Jan Wassenberg (jan.wassenberg.delete@this.gmail.com) on May 19, 2022 9:12 pm wrote:
> Charlie Burnes (charlie.burnes.delete@this.no-spam.com) on May 19, 2022 7:29 pm wrote:
> > > No, you have ~90 real registers instead of ~180 with emulated AVX-512 and you only see 16.
> > > Yes, you want to avoid extra load/stores, so fit the code to those 16 registers you see.
> > Just to be sure I am understanding: Are you saying organize the code so that on a processor with AXV2,
> > the intermediate results would use all 16 256-bit visible architecture registers and on a processor with
> > AVX-512, the intermediate results would use 8 of the 32 512-bit visible architecture registers?
>
> We might have a three-way "talking past each other" here :)

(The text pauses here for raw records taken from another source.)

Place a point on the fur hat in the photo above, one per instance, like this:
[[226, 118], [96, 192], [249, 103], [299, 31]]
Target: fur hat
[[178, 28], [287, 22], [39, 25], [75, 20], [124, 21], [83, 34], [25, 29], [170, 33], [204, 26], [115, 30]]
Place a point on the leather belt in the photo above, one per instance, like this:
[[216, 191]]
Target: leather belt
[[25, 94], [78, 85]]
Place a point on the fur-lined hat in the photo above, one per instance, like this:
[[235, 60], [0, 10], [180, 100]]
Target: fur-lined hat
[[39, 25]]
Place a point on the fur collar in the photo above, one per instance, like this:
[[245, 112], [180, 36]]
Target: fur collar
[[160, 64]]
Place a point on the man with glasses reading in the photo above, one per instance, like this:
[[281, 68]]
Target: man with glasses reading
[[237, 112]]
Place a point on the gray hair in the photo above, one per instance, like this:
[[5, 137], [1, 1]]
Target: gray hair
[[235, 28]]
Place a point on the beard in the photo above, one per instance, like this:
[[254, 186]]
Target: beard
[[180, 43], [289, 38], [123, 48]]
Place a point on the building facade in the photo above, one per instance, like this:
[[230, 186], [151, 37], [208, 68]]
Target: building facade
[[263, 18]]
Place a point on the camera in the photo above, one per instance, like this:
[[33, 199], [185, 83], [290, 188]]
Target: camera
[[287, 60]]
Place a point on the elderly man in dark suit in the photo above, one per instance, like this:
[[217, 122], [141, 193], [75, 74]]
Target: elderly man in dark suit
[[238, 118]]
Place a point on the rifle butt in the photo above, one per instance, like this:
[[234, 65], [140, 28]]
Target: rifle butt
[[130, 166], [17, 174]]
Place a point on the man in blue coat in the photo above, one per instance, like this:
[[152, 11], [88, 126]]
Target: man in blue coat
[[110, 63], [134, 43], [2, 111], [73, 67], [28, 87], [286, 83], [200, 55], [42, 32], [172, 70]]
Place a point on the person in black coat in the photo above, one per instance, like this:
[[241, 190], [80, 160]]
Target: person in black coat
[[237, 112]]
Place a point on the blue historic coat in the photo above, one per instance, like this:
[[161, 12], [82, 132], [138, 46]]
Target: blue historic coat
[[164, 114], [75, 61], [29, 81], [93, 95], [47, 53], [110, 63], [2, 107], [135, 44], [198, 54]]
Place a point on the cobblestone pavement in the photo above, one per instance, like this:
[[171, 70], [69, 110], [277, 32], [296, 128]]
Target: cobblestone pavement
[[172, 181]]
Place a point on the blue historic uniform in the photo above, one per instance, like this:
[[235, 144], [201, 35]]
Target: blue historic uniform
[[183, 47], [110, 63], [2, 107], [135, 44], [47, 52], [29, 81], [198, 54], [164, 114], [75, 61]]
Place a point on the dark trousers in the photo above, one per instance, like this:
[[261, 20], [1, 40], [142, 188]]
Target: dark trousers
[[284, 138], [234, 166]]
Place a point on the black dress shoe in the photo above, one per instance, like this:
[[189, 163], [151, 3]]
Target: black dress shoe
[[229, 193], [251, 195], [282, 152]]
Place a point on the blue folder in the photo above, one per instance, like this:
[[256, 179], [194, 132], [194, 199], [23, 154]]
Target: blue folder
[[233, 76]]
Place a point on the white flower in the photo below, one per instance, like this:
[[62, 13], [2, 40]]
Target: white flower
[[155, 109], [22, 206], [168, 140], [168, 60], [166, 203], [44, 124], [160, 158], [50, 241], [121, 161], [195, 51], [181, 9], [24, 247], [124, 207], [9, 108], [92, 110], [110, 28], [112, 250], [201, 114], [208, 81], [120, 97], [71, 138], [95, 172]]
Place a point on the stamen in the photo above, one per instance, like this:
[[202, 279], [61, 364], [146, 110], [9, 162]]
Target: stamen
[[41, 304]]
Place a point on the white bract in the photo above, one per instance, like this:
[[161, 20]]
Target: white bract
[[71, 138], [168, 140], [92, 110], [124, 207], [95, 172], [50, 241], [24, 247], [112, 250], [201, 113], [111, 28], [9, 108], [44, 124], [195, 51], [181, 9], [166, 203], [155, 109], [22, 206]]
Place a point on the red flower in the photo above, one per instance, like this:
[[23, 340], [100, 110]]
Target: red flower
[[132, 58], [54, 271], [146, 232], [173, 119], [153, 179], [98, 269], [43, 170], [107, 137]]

> The path I'd generally recommend is: 1) imagine your vectors are tuples of unknown length;
> 2) write your algorithm such that intermediate results (whether used once or multiple times) are lvalues;
> 3) let the compiler worry about mapping those to the 16 (architecturally) visible AVX2 regs.
>
> The open question is how many intermediate results we produce, and the main influence on that is
> whether/how often we unroll loops. If your computation involves 8 live regs, unrolling 4x would not
> be a good idea for AVX2 because it will require the compiler to generate load/store spills. (Yes,
> the CPU has more physical regs, but we still require the loads/stores because we cannot address those
> regs directly.) We can also let the compiler make per-target decisions on how to unroll, and then
> you're using more/most of the AVX-512 regs, without requiring excessive spills on AVX2.

Yes, use all 16 registers you see always and let the hardware figure it out.

Does not matter if the real registers underneath are 512, or 256, or 128, or even 64 bits wide.